Jewish sources reportedly know of many more Jews seeking exit permits who have been denied them. These sources refuse to regard the recent granting of visas a new trend but claim that Soviet authorities simply want to “get rid” of Jewish activists who sign petitions and try to enlist world opinion in their cause. (In New York last week, the Lubavitcher Rebbe, Rabbi Menachem M. Schneerson, claimed that anti-Soviet demonstrations by Jews in the U.S. and elsewhere were counter-productive and in fact jeopardized the departure of 100 Russian-Jewish families who had already been promised visas. Addressing 3000 of his followers in Yiddish, Rabbi Schneerson said he had privately warned the organizers of anti-Soviet demonstrations “against acts which do more harm than good.” He said the organizers “knew that 100 families had been about to leave the Soviet Union. In fact all arrangements had been made for their visas and departures. I begged…(them) not to do anything at the time….I sometimes think that they would be prepared to sacrifice three million Jews in order to make their point over here. Now these families are being harassed in the Soviet Union because they, or some of them, are suspected of collusion with those who organize demonstrations in the West,” Rabbi Schneerson said.)

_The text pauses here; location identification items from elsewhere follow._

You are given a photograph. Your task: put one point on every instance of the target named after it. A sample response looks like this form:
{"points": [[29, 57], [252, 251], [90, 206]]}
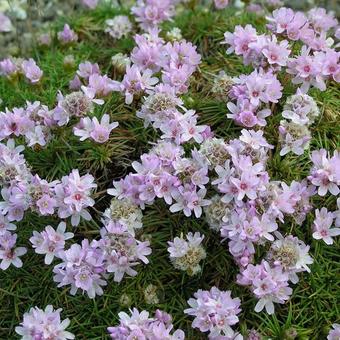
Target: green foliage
{"points": [[315, 302]]}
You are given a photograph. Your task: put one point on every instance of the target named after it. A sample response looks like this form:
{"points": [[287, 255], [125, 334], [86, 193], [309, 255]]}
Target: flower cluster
{"points": [[268, 283], [310, 28], [251, 92], [317, 61], [258, 50], [325, 172], [118, 27], [187, 254], [323, 226], [121, 250], [314, 69], [9, 253], [291, 254], [22, 190], [50, 242], [44, 324], [67, 35], [214, 311], [117, 251], [91, 128], [82, 268], [163, 173], [139, 325], [12, 67], [300, 111], [34, 121]]}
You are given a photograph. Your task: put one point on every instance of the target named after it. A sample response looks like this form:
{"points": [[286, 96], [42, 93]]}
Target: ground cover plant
{"points": [[170, 170]]}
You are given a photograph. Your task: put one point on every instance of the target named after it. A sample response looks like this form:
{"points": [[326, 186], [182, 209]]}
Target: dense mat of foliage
{"points": [[314, 304]]}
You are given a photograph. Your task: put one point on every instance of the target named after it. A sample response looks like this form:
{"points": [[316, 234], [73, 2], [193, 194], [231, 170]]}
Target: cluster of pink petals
{"points": [[33, 121], [258, 50], [314, 69], [92, 128], [310, 28], [67, 35], [162, 173], [11, 67], [214, 311], [322, 225], [44, 324], [22, 190], [268, 283], [252, 93], [50, 242], [139, 325], [325, 172]]}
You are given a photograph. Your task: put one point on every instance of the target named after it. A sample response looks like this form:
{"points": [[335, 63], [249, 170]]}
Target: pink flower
{"points": [[322, 226], [46, 205], [50, 242], [31, 71], [44, 324], [67, 35], [99, 132]]}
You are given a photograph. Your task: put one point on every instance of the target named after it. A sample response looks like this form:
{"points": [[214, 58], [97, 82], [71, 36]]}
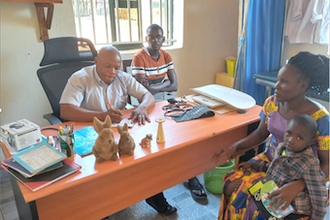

The convention last night was an emotional occasion, bringing together recent emigres from Russia and Israelis who came during the Czarist era. Among the latter were former Premier David Ben Gurion and Itzhak Tabenkin, of the Second Aliyah. Among the newcomers were Maj. Grischa Feigin, a former officer in the Soviet Army, who arrived in Israel last week. Feigin, an activist from Riga, was given an exit visa shortly after he was released from a mental home where he was confined briefly because he returned his World War II combat medals in protest against the Kremlin’s anti-Jewish policies. Another newcomer from Moscow was Boris Tsukerman, a scientist who arrived in Israel last month with his wife and two children. Premier Golda Meir embraced them both on the platform. She declared, “There is no force in the world, no government however cruel, that can deter Jews from coming to Israel if they wish to .” Absorption Minister Nathan Peled said there should be no difficulty in absorbing Russian Jews into Israel’s economy because most of them are well educated and come to Israel with skills and technical knowledge.